Thank you. Okay. Let me try to start with the cost cutting. The EUR 0.5 billion is not EUR 0.5 billion, but more than half a billion. It's not cost cutting, but it's cash addition. We have said that this was the original target of the last plan. We have delivered already EUR 200 million in 2024. At that time, when we first anticipated the EUR 500 million of cash addition, we said it's about 50/50 coming from cost savings and coming from market. That is the difference to what we have today because we have added on the top of the EUR 200 million we have captured already a EUR 400 million cost savings program, really cost savings. Why is that? We see the opportunities in a challenging market to capture it directly from the market as cash flow are more limited. We have to look at quoting Alpha at self-help.

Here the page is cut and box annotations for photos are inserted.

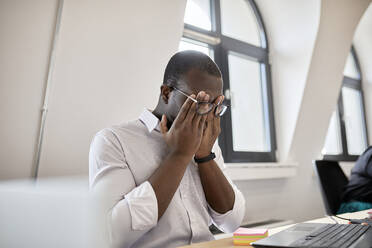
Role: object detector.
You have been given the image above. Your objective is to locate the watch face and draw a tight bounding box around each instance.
[194,152,216,163]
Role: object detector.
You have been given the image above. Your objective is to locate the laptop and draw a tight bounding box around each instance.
[251,223,372,248]
[0,177,109,248]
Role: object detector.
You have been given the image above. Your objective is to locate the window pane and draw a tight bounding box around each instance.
[178,38,213,59]
[322,111,342,155]
[184,0,212,30]
[344,53,360,79]
[342,87,367,155]
[221,0,261,46]
[228,53,270,152]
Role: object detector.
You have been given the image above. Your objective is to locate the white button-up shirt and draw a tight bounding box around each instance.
[89,110,245,247]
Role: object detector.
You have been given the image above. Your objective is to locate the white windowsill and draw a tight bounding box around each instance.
[225,163,298,181]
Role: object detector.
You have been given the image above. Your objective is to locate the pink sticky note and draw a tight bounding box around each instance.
[234,227,267,236]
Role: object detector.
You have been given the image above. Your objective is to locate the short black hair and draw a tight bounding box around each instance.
[163,50,222,87]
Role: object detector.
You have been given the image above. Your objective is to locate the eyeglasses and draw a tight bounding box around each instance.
[172,87,228,117]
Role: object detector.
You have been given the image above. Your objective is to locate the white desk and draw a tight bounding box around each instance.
[180,210,370,248]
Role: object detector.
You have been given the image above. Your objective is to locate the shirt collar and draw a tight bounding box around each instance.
[139,109,160,133]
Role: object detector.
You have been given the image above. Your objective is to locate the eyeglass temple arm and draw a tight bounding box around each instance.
[173,87,198,103]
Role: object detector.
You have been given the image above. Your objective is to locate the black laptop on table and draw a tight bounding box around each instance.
[251,223,372,248]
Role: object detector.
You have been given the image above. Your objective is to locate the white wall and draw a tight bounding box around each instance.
[40,0,186,176]
[0,0,372,225]
[354,5,372,144]
[0,0,57,179]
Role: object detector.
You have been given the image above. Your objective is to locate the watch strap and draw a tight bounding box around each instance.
[194,152,216,164]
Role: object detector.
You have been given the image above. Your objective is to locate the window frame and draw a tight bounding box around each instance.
[183,0,277,163]
[323,46,369,162]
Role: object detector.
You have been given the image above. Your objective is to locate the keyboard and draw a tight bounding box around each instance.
[290,224,370,248]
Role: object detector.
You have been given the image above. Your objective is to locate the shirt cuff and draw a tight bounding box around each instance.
[125,181,158,231]
[208,186,245,233]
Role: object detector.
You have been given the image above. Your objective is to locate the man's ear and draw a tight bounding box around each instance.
[160,84,172,104]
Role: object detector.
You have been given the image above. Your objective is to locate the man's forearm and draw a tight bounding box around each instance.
[148,153,191,220]
[198,160,235,214]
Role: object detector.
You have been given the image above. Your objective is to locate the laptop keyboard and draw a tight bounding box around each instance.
[291,224,370,248]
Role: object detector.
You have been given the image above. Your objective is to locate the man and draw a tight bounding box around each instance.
[89,51,245,247]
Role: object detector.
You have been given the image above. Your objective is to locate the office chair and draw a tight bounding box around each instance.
[313,160,349,216]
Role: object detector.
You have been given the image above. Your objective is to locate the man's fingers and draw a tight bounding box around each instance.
[175,94,195,122]
[199,115,208,131]
[160,115,168,134]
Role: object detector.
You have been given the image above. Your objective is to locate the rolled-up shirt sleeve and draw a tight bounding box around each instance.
[208,142,245,233]
[89,129,158,247]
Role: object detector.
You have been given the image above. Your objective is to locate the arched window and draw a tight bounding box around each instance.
[322,48,368,161]
[179,0,276,162]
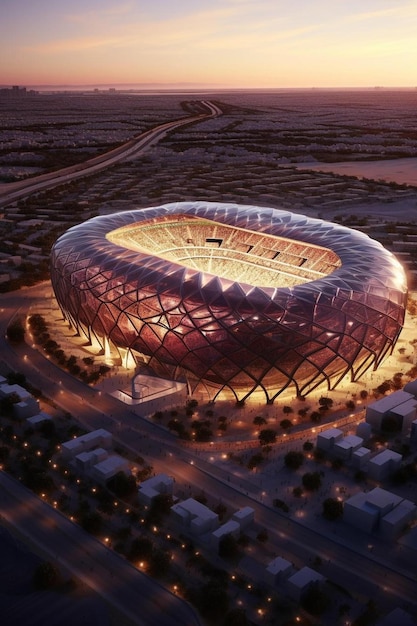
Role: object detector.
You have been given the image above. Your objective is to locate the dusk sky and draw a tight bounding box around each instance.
[0,0,417,88]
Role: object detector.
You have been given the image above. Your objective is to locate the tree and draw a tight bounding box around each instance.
[259,428,277,446]
[33,561,59,589]
[284,450,304,470]
[323,498,343,522]
[301,472,321,491]
[253,415,266,426]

That is why we say, okay, this is a group-wide program where we are really lowering our costs by EUR 400 million. Of course, the EUR 400 million are a gross cost topic. If you take it to a real free cash flow addition, then you have to deduct the tax. Therefore, from the EUR 400 million, it's roughly EUR 300 million. That's why I'm so confident because if you take EUR 200 million plus the EUR 300 million, plus then still market opportunities, you are easily above the EUR 500 million.
Yeah. Just to follow up, how do you, what kind of actions do you do to make this?

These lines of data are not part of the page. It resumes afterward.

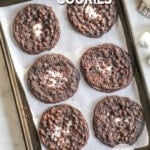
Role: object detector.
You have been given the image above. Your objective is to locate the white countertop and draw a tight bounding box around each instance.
[0,48,25,150]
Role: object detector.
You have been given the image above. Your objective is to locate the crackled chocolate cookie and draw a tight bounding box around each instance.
[67,0,118,38]
[39,105,89,150]
[27,54,80,103]
[13,4,60,54]
[80,44,133,92]
[93,96,144,147]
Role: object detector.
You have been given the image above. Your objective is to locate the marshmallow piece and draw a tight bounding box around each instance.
[147,57,150,65]
[33,23,42,37]
[139,32,150,48]
[143,0,150,7]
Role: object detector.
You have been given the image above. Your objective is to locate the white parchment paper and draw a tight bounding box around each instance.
[0,0,148,150]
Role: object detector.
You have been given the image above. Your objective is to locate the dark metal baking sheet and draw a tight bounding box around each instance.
[0,0,150,150]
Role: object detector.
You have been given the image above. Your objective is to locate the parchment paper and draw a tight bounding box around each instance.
[0,0,148,150]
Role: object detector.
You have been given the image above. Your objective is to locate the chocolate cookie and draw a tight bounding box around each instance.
[80,44,133,92]
[27,54,80,103]
[39,105,89,150]
[13,4,60,54]
[67,0,118,38]
[93,96,144,147]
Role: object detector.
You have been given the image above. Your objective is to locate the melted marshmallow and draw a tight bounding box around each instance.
[85,5,99,19]
[33,23,42,38]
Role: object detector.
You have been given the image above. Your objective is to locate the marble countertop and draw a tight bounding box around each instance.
[0,48,25,150]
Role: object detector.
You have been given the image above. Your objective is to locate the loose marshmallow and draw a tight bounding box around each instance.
[139,32,150,49]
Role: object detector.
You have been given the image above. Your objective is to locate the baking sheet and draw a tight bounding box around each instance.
[0,0,149,150]
[124,0,150,99]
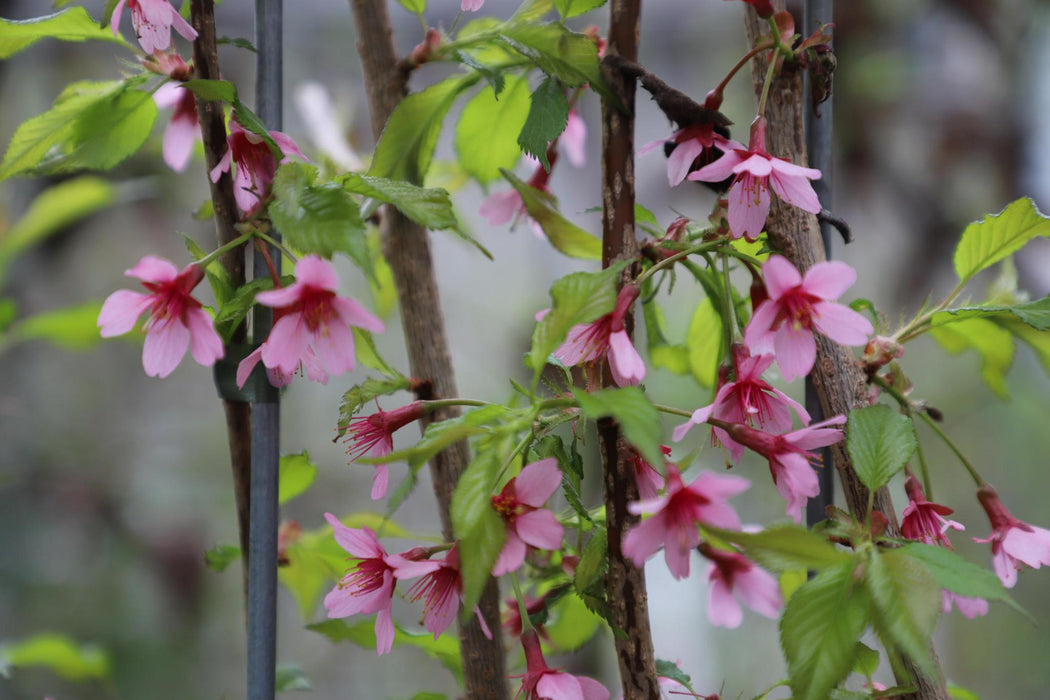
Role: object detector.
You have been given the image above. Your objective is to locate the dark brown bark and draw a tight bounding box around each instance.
[190,0,252,599]
[597,0,659,700]
[350,0,509,700]
[746,6,948,700]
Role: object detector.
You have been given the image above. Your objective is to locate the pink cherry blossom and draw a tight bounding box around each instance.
[743,255,874,381]
[237,255,383,384]
[99,255,225,378]
[623,464,751,578]
[711,416,846,523]
[211,119,307,213]
[973,484,1050,588]
[676,116,820,240]
[492,457,565,576]
[672,344,810,463]
[700,544,784,630]
[554,284,646,386]
[324,513,395,655]
[344,401,426,501]
[109,0,196,54]
[512,630,609,700]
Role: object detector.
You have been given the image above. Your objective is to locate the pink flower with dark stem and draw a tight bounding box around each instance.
[743,255,875,382]
[672,344,810,463]
[211,119,307,214]
[676,116,821,240]
[901,474,966,549]
[511,630,609,700]
[554,284,646,386]
[343,401,426,501]
[700,544,784,630]
[324,513,395,655]
[623,464,751,578]
[973,484,1050,588]
[237,255,383,388]
[711,416,846,523]
[109,0,196,54]
[492,457,565,576]
[99,255,225,378]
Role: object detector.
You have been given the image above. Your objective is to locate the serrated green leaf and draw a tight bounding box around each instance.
[501,170,602,260]
[518,78,569,171]
[369,73,480,185]
[952,197,1050,283]
[846,404,918,491]
[0,632,111,681]
[780,561,872,700]
[456,75,531,184]
[0,79,156,179]
[0,7,130,60]
[572,386,664,464]
[277,450,317,505]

Okay. Plenty of action. Actually, actions in measures of operational nature in Martijn's and in Berislav's area, but also decisive areas in cutting our overhead costs here. The measures that we are applying there are structural optimization in how we group functions, how we lead participations, how we look at portfolio optimization, but then very tangible things like standardization, automation, the use of digital areas. You certainly remember we have taken all of the company now on SAP for HANA. We have by far not exhausted all the opportunities that this new top technology provides us to get more efficient.

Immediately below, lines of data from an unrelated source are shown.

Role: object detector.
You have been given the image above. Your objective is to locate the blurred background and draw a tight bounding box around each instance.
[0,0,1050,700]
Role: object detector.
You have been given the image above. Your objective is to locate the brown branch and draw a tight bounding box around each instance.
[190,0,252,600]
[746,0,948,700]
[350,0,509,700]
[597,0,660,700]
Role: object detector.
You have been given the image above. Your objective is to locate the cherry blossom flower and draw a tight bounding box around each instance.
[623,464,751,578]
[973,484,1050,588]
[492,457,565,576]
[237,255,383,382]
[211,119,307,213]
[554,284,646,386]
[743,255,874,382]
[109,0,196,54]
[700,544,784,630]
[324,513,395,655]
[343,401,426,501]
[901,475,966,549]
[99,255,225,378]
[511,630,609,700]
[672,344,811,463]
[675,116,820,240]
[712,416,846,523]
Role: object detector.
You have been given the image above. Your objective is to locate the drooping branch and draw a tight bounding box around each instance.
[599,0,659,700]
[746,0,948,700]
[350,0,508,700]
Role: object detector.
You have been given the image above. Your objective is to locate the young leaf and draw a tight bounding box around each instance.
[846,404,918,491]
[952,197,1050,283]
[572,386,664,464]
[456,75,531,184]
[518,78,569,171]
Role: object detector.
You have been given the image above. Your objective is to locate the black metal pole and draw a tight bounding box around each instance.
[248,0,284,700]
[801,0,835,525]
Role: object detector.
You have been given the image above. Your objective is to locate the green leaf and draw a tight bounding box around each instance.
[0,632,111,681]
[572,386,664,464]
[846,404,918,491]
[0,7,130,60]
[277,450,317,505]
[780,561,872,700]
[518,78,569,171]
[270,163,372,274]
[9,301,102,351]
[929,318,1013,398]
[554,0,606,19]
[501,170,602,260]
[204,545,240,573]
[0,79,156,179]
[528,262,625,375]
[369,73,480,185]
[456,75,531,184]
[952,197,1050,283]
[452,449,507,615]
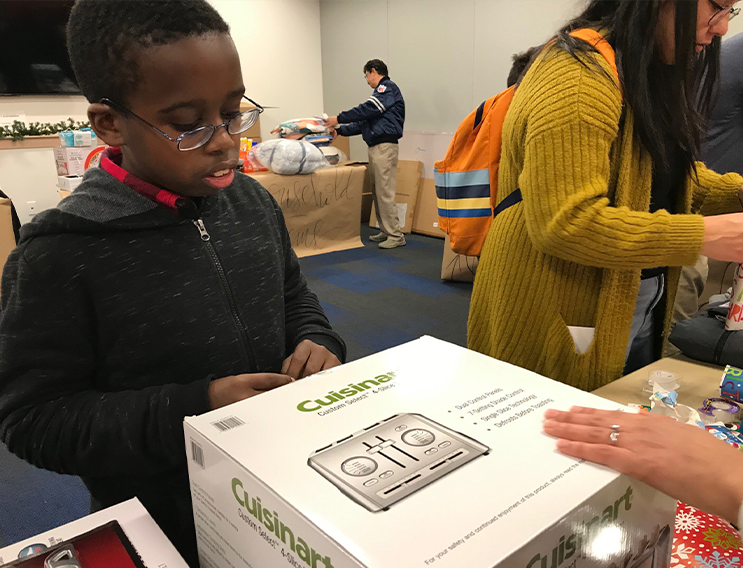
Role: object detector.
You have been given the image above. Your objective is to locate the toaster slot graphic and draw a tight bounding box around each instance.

The last thing is we will take in a strong emphasis on shared services, which means leveraging labor arbitrage, leveraging the opportunity of getting bundling of activities, having end-to-end use for process optimization, having functional areas more or less in centers of excellence that we can control for the group in a more efficient way. This is very concrete actions that we are currently developing that are going into operation over the next years that ultimately help us to save that. The due date for that is end 2027. We are not talking about five years out. We're saying end 2027, we want all that delivered.
Yeah, and we've very deliberately also looked at how we can really be fit for the future. On the operational measures that Reinhard talked to, it's, for instance, also improving the customer service. We're looking at chemical customers, fuel customers, B2C, B2B, e-mobility, right? Really looking at kind of how can we serve these customers well with an IT solution, a web platform. How can we then streamline the customer service behind how we can do the pricing? How can we then also use the shared service concept? That is really both kind of for the functional areas as well as for the business areas, a comprehensive program to make us fit for the future.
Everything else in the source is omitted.